The Biggest Loser In The Pharma M&A Phrenzy Is…

Unless one has been living under a rock for the past several months, one knows that the latest manifestation of the global stock bubble is that US pharmaceutical companies, using their overvalued stock prices as currency, have engaged in an unprecedented M&A phrenzy (sic), buying up targets either to redomicile themselves abroad and thus avoid paying US corporate taxes, or simply to buy up assets before someone else snatches potential targets, in a classic case of FOMO (Fear Of Missing Out). And while this acquisition spree is a boon for shareholders, with the euphoric market rewarding both target and acquiror by sending their stock prices immediately higher, there is one group that is getting the shaft: employees.

As the WSJ reports, when it comes to drug mergers, the stock price may rise and fall, but one thing is certain – layoffs. Take the case of Pfizer: according to the WSJ, since 2005, Pfizer has eliminated more than 56,000 jobs world-wide—a number roughly equal to the population of a large suburb. It adds, correctly, that “More job losses could be on the way.”

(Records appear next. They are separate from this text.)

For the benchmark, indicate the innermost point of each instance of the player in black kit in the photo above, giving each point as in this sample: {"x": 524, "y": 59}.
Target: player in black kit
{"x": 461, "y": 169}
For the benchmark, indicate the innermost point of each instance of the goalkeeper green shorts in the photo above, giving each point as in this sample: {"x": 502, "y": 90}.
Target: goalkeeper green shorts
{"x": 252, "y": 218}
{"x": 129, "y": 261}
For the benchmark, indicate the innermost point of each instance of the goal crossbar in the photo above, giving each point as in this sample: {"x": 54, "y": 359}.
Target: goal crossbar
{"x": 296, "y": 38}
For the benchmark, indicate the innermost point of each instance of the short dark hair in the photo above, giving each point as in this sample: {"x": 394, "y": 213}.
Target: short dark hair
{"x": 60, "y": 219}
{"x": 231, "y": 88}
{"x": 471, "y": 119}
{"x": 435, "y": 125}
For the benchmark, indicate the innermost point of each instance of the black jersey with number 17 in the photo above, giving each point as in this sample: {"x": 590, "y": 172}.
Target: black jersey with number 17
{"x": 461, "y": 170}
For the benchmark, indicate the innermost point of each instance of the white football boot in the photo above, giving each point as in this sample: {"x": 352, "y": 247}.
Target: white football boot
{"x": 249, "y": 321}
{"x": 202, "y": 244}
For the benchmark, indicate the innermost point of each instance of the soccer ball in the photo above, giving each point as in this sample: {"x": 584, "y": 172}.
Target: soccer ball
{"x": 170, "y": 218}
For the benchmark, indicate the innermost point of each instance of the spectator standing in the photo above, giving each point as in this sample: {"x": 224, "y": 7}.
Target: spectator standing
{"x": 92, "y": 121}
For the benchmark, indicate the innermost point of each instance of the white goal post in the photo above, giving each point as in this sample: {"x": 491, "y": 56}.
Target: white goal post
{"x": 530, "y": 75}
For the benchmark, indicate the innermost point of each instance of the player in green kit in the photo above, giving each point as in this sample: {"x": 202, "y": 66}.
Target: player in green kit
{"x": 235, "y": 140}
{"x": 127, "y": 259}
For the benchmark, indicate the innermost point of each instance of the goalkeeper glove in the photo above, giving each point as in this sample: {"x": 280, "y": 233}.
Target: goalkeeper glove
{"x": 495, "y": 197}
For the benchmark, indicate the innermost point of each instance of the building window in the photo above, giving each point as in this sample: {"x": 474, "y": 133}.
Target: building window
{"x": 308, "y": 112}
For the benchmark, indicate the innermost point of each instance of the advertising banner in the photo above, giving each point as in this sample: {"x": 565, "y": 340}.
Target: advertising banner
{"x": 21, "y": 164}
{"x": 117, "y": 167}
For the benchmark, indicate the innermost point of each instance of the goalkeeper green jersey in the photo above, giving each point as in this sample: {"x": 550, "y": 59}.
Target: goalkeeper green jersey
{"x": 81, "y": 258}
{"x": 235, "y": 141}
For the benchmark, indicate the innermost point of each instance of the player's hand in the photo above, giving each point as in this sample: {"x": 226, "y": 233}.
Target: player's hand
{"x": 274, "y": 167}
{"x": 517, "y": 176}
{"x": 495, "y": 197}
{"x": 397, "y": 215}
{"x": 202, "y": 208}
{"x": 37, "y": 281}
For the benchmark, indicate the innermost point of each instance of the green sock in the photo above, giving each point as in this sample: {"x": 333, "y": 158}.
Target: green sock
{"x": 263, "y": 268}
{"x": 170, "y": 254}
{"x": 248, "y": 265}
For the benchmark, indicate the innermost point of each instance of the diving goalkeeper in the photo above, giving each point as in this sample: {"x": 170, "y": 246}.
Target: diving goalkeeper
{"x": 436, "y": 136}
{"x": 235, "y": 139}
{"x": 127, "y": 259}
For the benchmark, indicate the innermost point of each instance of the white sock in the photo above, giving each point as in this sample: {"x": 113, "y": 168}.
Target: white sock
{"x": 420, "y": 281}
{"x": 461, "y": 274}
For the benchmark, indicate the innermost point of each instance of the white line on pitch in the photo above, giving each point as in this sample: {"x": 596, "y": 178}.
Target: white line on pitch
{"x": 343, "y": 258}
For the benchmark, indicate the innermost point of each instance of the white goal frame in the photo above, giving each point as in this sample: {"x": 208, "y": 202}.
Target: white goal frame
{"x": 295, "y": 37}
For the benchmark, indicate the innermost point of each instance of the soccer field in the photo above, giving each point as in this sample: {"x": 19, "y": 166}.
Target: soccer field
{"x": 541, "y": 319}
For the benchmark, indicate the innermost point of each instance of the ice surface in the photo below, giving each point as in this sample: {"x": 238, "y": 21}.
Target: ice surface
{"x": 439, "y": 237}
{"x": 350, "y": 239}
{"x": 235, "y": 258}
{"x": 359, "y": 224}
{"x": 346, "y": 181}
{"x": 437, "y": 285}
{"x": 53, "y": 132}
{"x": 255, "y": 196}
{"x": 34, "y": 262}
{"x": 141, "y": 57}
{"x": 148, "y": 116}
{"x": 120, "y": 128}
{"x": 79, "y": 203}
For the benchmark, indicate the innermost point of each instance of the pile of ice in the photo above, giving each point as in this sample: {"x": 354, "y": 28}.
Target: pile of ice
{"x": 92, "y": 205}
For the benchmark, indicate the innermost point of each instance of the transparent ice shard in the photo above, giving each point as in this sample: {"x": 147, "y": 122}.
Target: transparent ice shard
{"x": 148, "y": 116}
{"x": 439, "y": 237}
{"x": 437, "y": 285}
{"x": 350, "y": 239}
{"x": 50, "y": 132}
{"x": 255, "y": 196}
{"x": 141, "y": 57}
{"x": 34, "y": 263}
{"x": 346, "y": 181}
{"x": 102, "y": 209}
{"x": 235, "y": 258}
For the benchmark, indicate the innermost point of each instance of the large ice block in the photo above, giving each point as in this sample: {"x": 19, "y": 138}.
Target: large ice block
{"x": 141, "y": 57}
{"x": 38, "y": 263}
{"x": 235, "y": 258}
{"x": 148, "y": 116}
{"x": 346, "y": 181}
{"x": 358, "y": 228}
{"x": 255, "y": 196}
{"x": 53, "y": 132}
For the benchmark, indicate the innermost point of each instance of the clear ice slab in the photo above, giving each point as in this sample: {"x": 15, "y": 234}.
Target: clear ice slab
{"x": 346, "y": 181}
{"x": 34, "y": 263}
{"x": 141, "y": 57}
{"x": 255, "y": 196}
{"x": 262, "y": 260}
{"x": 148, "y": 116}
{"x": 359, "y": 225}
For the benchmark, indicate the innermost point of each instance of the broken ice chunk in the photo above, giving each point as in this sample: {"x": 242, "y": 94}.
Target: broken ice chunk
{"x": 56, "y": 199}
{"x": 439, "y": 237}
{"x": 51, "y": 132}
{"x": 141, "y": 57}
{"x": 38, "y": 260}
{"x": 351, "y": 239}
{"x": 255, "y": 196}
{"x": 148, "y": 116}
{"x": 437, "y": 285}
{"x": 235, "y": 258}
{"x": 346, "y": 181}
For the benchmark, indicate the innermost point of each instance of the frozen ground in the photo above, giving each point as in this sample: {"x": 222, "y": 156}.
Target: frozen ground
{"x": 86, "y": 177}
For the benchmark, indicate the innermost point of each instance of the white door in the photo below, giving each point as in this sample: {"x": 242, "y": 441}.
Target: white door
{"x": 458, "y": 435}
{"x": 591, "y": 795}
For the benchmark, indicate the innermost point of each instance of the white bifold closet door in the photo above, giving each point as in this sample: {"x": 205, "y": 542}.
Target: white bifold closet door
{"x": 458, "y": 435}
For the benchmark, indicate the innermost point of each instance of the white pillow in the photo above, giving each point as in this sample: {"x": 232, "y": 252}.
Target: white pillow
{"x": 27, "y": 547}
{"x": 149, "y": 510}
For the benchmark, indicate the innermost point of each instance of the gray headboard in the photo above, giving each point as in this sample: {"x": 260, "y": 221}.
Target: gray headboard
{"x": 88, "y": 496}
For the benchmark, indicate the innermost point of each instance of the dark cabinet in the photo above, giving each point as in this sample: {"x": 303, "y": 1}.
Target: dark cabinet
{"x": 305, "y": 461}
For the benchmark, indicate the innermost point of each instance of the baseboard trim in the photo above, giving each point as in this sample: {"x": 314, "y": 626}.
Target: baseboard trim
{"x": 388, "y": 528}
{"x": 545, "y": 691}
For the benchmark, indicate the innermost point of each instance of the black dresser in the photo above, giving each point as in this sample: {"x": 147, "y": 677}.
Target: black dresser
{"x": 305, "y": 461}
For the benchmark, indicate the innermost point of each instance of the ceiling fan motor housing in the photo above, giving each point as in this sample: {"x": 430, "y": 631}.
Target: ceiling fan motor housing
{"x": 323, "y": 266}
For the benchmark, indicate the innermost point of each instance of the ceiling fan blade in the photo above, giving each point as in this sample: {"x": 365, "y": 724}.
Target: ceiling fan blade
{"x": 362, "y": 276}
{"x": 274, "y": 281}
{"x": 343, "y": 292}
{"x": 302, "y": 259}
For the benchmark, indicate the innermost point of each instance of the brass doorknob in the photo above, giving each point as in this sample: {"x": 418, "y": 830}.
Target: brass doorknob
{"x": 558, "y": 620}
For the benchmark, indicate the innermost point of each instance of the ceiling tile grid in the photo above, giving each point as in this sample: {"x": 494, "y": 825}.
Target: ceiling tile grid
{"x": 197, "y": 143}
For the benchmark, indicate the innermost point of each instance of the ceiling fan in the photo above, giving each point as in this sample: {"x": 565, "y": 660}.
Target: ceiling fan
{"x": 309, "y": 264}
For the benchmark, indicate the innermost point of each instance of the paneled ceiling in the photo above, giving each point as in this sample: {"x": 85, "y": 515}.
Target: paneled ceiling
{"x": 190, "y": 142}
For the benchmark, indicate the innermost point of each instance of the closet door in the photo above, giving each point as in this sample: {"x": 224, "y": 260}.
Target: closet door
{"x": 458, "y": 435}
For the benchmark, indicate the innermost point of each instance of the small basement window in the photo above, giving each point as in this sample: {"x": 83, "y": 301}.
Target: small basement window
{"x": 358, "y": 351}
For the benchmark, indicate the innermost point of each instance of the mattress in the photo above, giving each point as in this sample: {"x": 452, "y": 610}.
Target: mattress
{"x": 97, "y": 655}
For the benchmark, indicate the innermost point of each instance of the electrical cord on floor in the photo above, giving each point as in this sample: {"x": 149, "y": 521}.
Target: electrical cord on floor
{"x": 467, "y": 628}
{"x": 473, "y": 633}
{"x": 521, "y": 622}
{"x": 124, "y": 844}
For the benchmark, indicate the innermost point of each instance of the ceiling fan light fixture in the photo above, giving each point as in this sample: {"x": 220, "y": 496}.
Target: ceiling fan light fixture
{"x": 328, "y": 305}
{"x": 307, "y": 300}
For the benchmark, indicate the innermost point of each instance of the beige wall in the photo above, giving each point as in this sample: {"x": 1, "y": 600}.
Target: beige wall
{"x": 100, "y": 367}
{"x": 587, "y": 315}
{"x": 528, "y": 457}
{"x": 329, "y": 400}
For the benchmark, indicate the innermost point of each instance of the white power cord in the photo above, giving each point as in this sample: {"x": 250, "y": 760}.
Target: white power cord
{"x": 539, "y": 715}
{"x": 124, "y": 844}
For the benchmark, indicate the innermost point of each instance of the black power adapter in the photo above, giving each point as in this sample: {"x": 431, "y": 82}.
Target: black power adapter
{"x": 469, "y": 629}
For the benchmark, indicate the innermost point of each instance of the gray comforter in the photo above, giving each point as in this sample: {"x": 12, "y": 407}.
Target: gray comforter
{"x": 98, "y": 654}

Here is a chart of Pfizer’s headcount over the past 15 years:

And if indeed Pfizer pulls off its proposed headquarters-shifting acquisition of AstraZeneca, which is set to be the largest pharma M&A deal in history at well over $100 billion, especially considering the just announced sweetener overbid by Pfizer taking the purchase price to $106 billion, then the total workforce of the two companies is sure to be far smaller than the sum of the parts.

WSJ reports that the M&A activity has pharmaceutical employees nervous. A large number of layoffs over the past decade has already forced many big-pharma workers to seek jobs elsewhere.

More on the plight of pharma employees:

Some have found it hard going. Scott Nass, 49 years old, lost his job as an account manager for Roche Holding in Nutley, N.J., in 2009, when Roche gained full ownership of Genentech Inc. After a two-year stint helping Princeton University raise money to support academic research, Mr. Nass is now a substitute high-school teacher and looking for full-time work.

 

Mr. Nass said he finds it hard to get back into the health-care business. “I am quite bitter. It’s been a painful process and I am disillusioned as to how decisions are made in the industry,” he said.

 

Others have remained in the industry—often finding work in smaller drug companies or in contract research organizations, which conduct clinical trials for pharmaceutical companies.

 

* * *

 

“At big pharma, you struggle to have that feeling of being an owner and not just an employee,” he said.

You sure do, and soon enough, to make sure the company shareholders make even more (by paying less taxes) upon the move from NY to London, the employees will struggle even more, with the unemployment line.

Pfizer said Monday it would achieve “synergies” with the AstraZeneca deal if it comes to fruition, including in the combined companies’ businesses in cancer and cardiovascular drugs. Pfizer didn’t quantify the expected savings.

 

Pfizer has squeezed cost savings out of past megamergers. After its $68 billion acquisition of Wyeth in 2009, Pfizer closed six of 20 research sites world-wide, including in New Jersey, New York, North Carolina and the U.K. Pfizer currently has more than 77,000 employees.

Pfizer is not alone:

Job cuts also could result from other recently announced deals, including an exchange of assets between Novartis AG and GlaxoSmithKline and Novartis’s plan to sell its animal-health division to Eli Lilly

 

Some industry experts think pharmaceutical companies have already cut so much that further large layoffs are unlikely.

 

“I just don’t think that these companies are as fat as they were five years ago,” said Dan Mahony, a health-care fund manager at Polar Capital in London.

Unlikely? One actually doubts the ability of management teams to cut even more into the muscle in the name of the all important (non-GAAP) bottom line? Let’s follow up in one year.

The bottom line: “Since 2009, the pharmaceutical industry has announced more than 156,000 job cuts in the U.S. alone, according to Challenger Gray & Christmas, a company that big firms hire when they’re laying off employees, to help them find new jobs.”

And who is the driver of this epic “synergy-driven” headcut reduction? Why the Fed of course, because while on one hand it has made pharma stocks reach unseen highs (and thus server as great M&A currency) with its trillions in liquidity injections which have bypassed the economy entirely and made their way straight into the stock market, and on the other thanks to ZIRP, it has cut the cost of debt so low that if stock is not an attractive purchase currency, the acquiror can simply fund the deal with ultra-cheap debt, all Bernanke, and now Yellen, have done is enabled shareholders and management teams to slash and burn their way to M&A nirvana, in the process laying off hundreds of thousands.

But wait, wasn’t the whole point behind QE to stimulate job creation, not crush it?

Why, yes. Yes it way. Ain’t unintended consequences grand?